As for the story of tropicalismo itself, the tale is often lost in a wilderness of half-baked and half-digested ideas Veloso borrowed from friends, a small clique of ’60s intellectuals famous only among each other. Everyone who did not share his ideas and support his efforts is portrayed as inadequate at best and evil at worst, while those who worked with him, or at least had the patience to listen, were all geniuses, and all their works and deeds masterpieces and milestones.

In 1964 a military coup brought repression to Brazil and, in 1968, an outright police state. The long-haired, loud-mouthed, deliberately subversive Veloso was arrested, along with Gil and many others in the arts.
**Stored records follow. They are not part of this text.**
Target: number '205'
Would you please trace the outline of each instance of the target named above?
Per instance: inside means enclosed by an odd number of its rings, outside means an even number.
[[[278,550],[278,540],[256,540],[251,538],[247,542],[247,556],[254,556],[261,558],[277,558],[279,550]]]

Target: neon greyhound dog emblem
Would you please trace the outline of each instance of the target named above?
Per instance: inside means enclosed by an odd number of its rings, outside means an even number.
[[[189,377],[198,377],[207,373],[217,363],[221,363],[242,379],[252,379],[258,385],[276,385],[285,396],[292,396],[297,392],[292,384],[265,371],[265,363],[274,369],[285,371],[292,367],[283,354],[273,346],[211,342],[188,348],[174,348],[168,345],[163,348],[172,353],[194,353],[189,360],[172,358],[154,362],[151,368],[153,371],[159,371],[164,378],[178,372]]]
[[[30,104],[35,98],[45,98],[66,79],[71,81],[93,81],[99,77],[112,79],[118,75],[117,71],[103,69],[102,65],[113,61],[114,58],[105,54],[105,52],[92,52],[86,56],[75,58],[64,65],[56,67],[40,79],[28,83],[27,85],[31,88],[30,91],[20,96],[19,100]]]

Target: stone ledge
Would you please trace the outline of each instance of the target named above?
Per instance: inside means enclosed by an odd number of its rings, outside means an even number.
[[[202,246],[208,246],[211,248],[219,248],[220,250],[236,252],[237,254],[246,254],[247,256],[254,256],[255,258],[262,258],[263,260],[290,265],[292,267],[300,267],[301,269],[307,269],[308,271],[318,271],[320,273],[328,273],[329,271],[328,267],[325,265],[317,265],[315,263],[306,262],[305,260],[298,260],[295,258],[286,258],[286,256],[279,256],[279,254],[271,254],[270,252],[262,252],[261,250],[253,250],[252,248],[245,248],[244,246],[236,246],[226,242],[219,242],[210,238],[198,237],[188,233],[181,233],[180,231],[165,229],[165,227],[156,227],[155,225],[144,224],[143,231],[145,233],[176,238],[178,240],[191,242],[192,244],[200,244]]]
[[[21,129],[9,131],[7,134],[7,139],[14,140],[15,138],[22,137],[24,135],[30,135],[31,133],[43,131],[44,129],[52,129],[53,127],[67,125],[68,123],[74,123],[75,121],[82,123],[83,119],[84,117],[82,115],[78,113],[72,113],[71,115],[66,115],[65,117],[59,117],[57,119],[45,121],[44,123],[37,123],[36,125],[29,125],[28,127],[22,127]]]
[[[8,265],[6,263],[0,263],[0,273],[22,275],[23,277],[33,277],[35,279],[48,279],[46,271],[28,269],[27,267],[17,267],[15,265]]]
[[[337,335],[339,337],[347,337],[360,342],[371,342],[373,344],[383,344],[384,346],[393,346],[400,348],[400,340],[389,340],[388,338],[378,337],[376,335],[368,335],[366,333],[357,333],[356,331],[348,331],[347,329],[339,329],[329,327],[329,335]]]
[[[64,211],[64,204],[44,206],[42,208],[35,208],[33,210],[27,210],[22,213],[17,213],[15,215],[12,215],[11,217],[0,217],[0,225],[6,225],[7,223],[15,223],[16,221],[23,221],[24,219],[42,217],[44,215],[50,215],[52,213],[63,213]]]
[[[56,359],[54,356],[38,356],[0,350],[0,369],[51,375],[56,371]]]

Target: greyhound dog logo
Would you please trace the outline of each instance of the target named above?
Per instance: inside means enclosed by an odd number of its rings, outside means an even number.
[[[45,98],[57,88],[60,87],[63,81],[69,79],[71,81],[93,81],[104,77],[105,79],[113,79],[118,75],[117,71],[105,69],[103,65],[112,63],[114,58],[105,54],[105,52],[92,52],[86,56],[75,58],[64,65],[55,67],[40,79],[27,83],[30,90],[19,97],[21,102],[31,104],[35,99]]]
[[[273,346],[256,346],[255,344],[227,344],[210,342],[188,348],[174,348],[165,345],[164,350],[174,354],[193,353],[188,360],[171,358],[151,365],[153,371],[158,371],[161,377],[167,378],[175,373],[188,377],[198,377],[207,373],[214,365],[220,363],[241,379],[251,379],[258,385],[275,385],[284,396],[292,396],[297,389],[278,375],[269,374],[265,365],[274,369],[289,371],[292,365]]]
At this point, oddly, “Tropical Truth” becomes, for 50 pages or so, a straightforward, moving account of imprisonment, interrogation, confusion and fear, one of the best views we have, from the dark inside, of the Brazilian version of dictatorship.

This was followed by three years of velvet exile in London, where Veloso lived comfortably in Chelsea, mixed with all the right people, recorded new songs, continued to write for a Brazilian magazine and visited home twice. “The public,” he admits, “barely noticed our absence.”

Though he is neither the center nor the highest expression of Brazilian popular music, Veloso is certainly a brilliant composer of songs, many of them long regarded as classics and widely recorded by other singers. He is also a major cultural figure who has played a central role, though not as central as he likes to think, in the artistic life of his country for nearly four decades. His story is important, and, at times, even in this very poorly made book, you can hear the authentic voice of Brazil, a country held back by happenstance and struggling to overcome the worst inferiority complex in the history of nations.

Truth, in the tropics, is never simple.